6. In response, Ld. DR placed reliance on the observations made by CIT (Exemptions) in his order.
7. We have heard the rival contentions and perused the material on record. We observe that in the case of Modasa Ekda Visha Khadayata Kovadia Kelavani Mandal v. Commissioner of Income-tax (Exemption) 569 (Ahmedabad – Trib.)[16-07-2025], ITAT held that where assessee-trust inadvertently selected wrong clause in Form 10AB while applying for regular registration under section 80G, and Commissioner(Exemption) rejected application on ground that he lacked power to rectify error, matter was to be remanded with direction to treat application under correct clause and decide afresh if assessee was otherwise eligible. Again in the case of Modasa Ekda Visha Khadayata Modipunch Kelavani Mandal v.

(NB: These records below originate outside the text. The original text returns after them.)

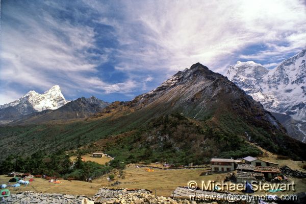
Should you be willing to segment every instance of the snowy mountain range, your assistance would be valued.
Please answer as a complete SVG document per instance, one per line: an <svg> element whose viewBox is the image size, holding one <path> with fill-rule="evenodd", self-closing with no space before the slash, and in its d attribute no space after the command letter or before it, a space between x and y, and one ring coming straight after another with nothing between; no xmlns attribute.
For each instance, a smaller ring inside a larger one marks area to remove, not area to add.
<svg viewBox="0 0 306 204"><path fill-rule="evenodd" d="M267 110L299 121L296 126L300 128L306 126L305 60L306 49L271 70L238 61L230 66L226 76Z"/></svg>
<svg viewBox="0 0 306 204"><path fill-rule="evenodd" d="M31 90L19 99L0 105L1 123L6 123L35 112L54 110L68 102L57 85L41 94Z"/></svg>

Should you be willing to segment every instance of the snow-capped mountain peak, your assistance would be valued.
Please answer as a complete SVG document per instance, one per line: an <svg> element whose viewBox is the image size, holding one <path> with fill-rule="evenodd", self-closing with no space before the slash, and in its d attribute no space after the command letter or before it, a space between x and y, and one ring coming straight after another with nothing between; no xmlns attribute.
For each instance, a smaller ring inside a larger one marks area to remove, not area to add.
<svg viewBox="0 0 306 204"><path fill-rule="evenodd" d="M66 101L61 92L61 88L58 85L51 87L43 94L39 94L35 90L30 90L26 95L12 102L0 106L0 109L9 106L22 106L23 108L28 106L32 106L33 109L40 111L45 109L56 109L66 104ZM28 114L28 111L24 113Z"/></svg>
<svg viewBox="0 0 306 204"><path fill-rule="evenodd" d="M306 49L272 70L238 61L226 76L266 109L306 120L305 61Z"/></svg>

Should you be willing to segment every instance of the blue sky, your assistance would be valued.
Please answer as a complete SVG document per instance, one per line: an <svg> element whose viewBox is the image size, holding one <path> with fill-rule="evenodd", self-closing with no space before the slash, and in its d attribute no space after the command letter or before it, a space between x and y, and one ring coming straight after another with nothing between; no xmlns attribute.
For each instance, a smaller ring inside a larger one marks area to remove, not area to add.
<svg viewBox="0 0 306 204"><path fill-rule="evenodd" d="M130 100L197 62L272 69L305 48L305 1L229 2L2 0L0 104L55 84Z"/></svg>

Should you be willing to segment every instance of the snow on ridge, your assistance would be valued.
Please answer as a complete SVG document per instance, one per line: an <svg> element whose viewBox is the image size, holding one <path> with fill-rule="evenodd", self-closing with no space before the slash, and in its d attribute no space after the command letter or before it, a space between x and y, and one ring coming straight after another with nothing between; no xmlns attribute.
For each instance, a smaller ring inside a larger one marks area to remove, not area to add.
<svg viewBox="0 0 306 204"><path fill-rule="evenodd" d="M229 66L226 76L266 109L306 120L306 50L268 69L252 61Z"/></svg>
<svg viewBox="0 0 306 204"><path fill-rule="evenodd" d="M40 111L46 109L57 109L68 102L65 99L60 86L56 85L44 92L43 94L39 94L35 90L30 90L19 99L12 102L1 105L0 109L29 103L35 110Z"/></svg>

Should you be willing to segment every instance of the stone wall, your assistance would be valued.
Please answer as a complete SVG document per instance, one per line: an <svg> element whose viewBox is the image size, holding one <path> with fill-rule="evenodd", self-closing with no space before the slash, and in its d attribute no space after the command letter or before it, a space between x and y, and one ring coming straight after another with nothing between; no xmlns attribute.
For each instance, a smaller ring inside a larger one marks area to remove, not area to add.
<svg viewBox="0 0 306 204"><path fill-rule="evenodd" d="M0 201L0 203L40 203L40 204L62 204L62 203L85 203L90 199L82 195L72 195L60 193L39 193L29 192L17 193L11 194ZM83 202L82 202L83 201ZM90 202L87 202L88 203ZM91 203L93 203L92 201Z"/></svg>

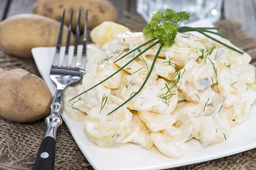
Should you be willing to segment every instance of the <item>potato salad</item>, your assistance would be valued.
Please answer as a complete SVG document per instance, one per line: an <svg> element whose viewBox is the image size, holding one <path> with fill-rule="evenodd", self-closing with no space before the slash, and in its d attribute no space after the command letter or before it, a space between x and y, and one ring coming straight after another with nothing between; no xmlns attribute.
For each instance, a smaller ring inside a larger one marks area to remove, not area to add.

Commissioner of Income-tax (Exemption) 545 (Ahmedabad – Trib.)[14-08-2025], the ITAT held that where assessee trust inadvertently selected wrong section code while filing application for approval under section 80G(5) in Form 10-AB, matter was to be remitted to Commissioner with a direction to consider application of assessee as filed under correct clause (iii) to second proviso to section 80G(5) and thereafter grant approval accordingly, if assessee was otherwise found eligible. In view of the facts of the present case, the submissions made by the assessee, and the judicial precedents cited above, including the decisions of the coordinate benches of the ITAT in Youth Service Centre v. CIT(E), V-One Society (supra), Bhagwan Mahaveer Jain Relief Trust (supra) Rotary Charity Trust (supra), and the decisions in Modasa Ekda Visha Khadayata Kovadia Kelavani Mandal (supra) and Modasa Ekda Visha Khadayata Modipunch Kelavani Mandal (supra), we are of the considered view that the rejection of the assessee’s application under section 80G merely on the ground of incorrect selection of clause in Form 10AB, especially in light of the technical difficulties and absence of opportunity of being heard, constitutes a violation of the principles of natural justice. Accordingly, we set aside the impugned order passed by the CIT (Exemptions) dated 18.10.2024 and restore the matter to his file with a direction to treat the assessee’s application as one filed under clause (iii) of the first proviso to sub-section (5) of section 80G of the Act. The CIT (Exemptions) is further directed to consider the application afresh on merits and pass a reasoned order in accordance with law after giving adequate opportunity of being heard to the assessee.
8. In the result, the appeal of the assessee is allowed for statistical purposes.